Generally, a party must prove its case and demonstrate the existence of all alleged facts from which it derives its rights (art. 8 Swiss Civil Code). Thus, if the party filing a claim cannot produce evidence substantiating its claim, the Court will consider the disputed facts not proven and will not grant the requested relief.
Very Limited Document Disclosure – No Discovery
A document disclosure procedure as practised in common law jurisdictions is alien to Swiss law. Swiss Courts will not grant broad document production requests or fishing expeditions. However, the parties are under a duty to cooperate in the taking of evidence. Accordingly, a Court may order a party, upon specific request of the other party, to produce certain specified documents material to the outcome of the case.

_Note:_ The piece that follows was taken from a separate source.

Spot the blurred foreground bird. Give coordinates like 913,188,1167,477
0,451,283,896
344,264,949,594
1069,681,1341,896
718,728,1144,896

If a party fails to cooperate without justification, the Court is entitled to draw adverse inferences.
Witnesses of Fact
Any person who is not a party to the proceedings may testify on factual matters that he/she has directly witnessed (art. 169 CPC). Since the Court generally does not take evidence ex officio, it only summons witnesses who have been offered by a party and whose testimony it considers relevant to the case. If summoned by the Court, the witness has the duty to appear at the hearing and to tell the truth. Under certain circumstances set out by statutory law, the witness has the right to refuse testimony, for example, where such testimony would expose the witness to criminal prosecution or civil liability, or based on professional confidentiality. However, the witness is, nonetheless, under an obligation to appear before the Court.
No Written Witness Statements
There are no written Witness Statements and the parties are, in principle, not allowed to discuss the case with their witnesses before they testify. As a general rule, a party should therefore refrain from contacting its witnesses. Lawyers are obliged to exercise their profession conscientiously and with care (Art. 12 lit. a BGFA). They must refrain from any conduct that could cause a risk of influencing a witness. Accordingly, witness preparation is a precarious issue as any influencing or manipulation of the witness is impermissible. If there has been any contact with the witness, e.g., for gathering information, parties and lawyers are well advised to disclose such contact in a transparent manner.

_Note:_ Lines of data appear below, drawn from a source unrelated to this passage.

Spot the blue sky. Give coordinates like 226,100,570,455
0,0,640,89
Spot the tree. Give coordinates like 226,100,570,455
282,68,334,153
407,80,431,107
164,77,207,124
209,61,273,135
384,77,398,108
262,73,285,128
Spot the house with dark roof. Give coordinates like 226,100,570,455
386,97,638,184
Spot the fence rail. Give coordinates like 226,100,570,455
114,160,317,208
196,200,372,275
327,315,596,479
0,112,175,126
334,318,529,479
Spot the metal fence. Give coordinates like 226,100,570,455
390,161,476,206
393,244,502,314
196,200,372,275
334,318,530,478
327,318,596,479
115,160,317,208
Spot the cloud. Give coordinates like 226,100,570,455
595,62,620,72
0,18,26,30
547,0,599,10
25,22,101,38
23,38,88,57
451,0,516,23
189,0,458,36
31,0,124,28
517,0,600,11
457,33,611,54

It is the Court who questions the witnesses. Generally, the Court first asks witnesses to state their particulars and personal relationship with the parties and any other circumstances that may be relevant to their credibility. Then, the Court invites them to broadly state their factual observations and finally it goes on to ask specific questions. Subsequently, the parties have the possibility to request that further questions are put or, with the consent of the Court, can ask the questions themselves during the hearing (art. 173 CPC).
There is no cross-examination of witnesses in Swiss Court proceedings, and the parties' possibility to ask witnesses further questions does not come anywhere near an Anglo-Saxon style cross-examination.
Only the Courts have the power to appoint experts who are able to give expert evidence. Evidence rendered by party-appointed experts is, in principle, qualified as mere allegation by the appointing party. For this reason, the Courts appoint the experts but hear the parties first. Usually, the parties are invited to suggest an expert or at least comment on the Court's suggestions. The Court instructs the experts and submits the relevant questions to them. The parties have the opportunity to comment on the questions and to request their modification or amendment. The Court may order the expert to render a written report or to present his or her findings orally.
The expert is a person with special expertise whose duty is to assess and confirm disputed questions of facts or foreign law that the Court is not able to determine due to lack of the required knowledge. Experts are under a duty to tell the truth and become liable to prosecution if they commit perjury.
A party cannot be a witness. Nonetheless, a Court may question the parties on relevant facts of the case and may even order them ex officio to give evidence, subject to criminal penalties for failure to do so (arts. 191(1), 192(1) CPC). The parties have a duty to cooperate and are obliged to tell the truth, but they may refuse cooperation if certain conditions are met, for example, if the taking of evidence would expose a close associate to criminal prosecution or civil liability, or if it would constitute a breach of professional confidentiality. If a party legitimately refuses cooperation, the Court is not allowed to draw negative inferences (art. 162 CPC).
If a company is a party to Court proceedings, its directors and officers cannot serve as witnesses but are interrogated as a party (art. 159 CPC). However, ordinary employees who are not considered directors or officers can act as witnesses.
Foreign Law Evidence
If foreign law is applicable to a case, the Court needs to establish and consider it ex officio. The Court may establish the foreign law by legal research of its own, by appointing a legal expert or by obtaining the required information from the Swiss Institute of Comparative Law. However, it is also at the Court's discretion to request the parties' cooperation. In financial disputes, the Court may impose the duty to establish the foreign law on the parties (art. 17 PILA).